On New Year’s weekend I pulled my small fish house, a “darkhouse” used for spearing northern pike, onto my favorite Becida area lake with my truck. The small lake is teeming with an abundance of little “pan-pike,” perfect for the frying pan.
Last weekend I moved the little fish house to my usual spot on the lake nearer to a stand of bulrush off of a point of land and a steep drop-off. It proved to be a good move, as pike immediately appeared into view, including, as it turned out a few days later, an unwanted visitor or visitors.
Days ago on another fishing outing, I learned that I wasn’t the only occupant of my fish house. Lifting the door that covers the two-foot by four-foot hole in the ice, the water and the ice was littered with bits of vegetation floating beneath the thin sheet of ice as well as vegetation strewn on top of the ice underneath the house. “I’ll be darned,” I muttered aloud, “muskrats.”
Indeed, sometime during the night an active and feeding muskrat or muskrats utilized my fish house as its makeshift lodge as they kept the hole open and free of ice while they clamored up onto the ice below my house and fed on bulrush and other aquatic vegetation.
Muskrats are a locally abundant species of rodent that are related to beaver, porcupine, squirrels, mice, voles and other rodents. Though they share similar habits as beavers, these semi-aquatic mammals more closely resemble over-grown voles than beavers. French trappers had many names for them, including Red River seal, velvet coney, and water mink.
Huron Indians referred to the muskrat as ondatra, while the Algonquins called them musquash. In fact, ondatra was adopted as the mammal’s scientific genus name. Nevertheless, the common name used today was probably derived from “le rat musque,” another French name that was later shortened to muskrat.
Names aside, furriers have long prized the furs of muskrat, but interestingly their food value was much more important. Even today, muskrats are hunted and trapped for both food and fur.
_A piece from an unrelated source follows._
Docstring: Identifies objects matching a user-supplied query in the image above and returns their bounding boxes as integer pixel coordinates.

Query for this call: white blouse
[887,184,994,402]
The dark meat of muskrats is reportedly very good tasting. A muskrat’s diet consists of primarily plants and plant parts, and is considered a clean animal that eats only clean and fresh food.
To protect themselves from the elements and predators, and like the beaver, muskrats usually build lodge-like shelters or mounds consisting of vegetation gathered from their surroundings. Their primary enemy, the mink, is a constant threat, though adult muskrats are adept at defending themselves against mink. Other predators that occasionally kill muskrats for food are raccoons, foxes, coyotes, wolves and badgers.
Muskrats swim upon the surface of the water using their hind feet for propulsion and their tail for steering, and can dive and stay underwater for ten or more minutes without surfacing for air. And similar to beavers, muskrats have folds of skin inside the mouth that close behind their teeth, effectively keeping water out while they cut or dig submerged foods.
Found throughout North America, muskrats are not very large. Most animals are usually no longer than 20 inches, half of which is its 10-inch long tail. Living a short life, four or five years, muskrats are nonetheless extremely prolific. Populations often become too dense, causing fights amongst themselves, migrations to other areas, outbreaks of disease and parasites, and increased predation by enemies.
Interesting occupants of marshes, lakes and rivers, muskrats are active all year long, including in the wintertime as they keep their holes through the ice open or semi-open by plugging the holes or cracks with vegetation. Over time, as the muskrat continues to push vegetation up through the hole, a mound forms on top of the ice creating a makeshift feed-house. Such temporary housing provides a warm and protected place to feed unseen.
With its soft brown fur and long tail, this widespread Minnesota mammal usually goes about their business quietly feeding, swimming, raising their young, and building their homes without our notice as we get out and enjoy the great outdoors.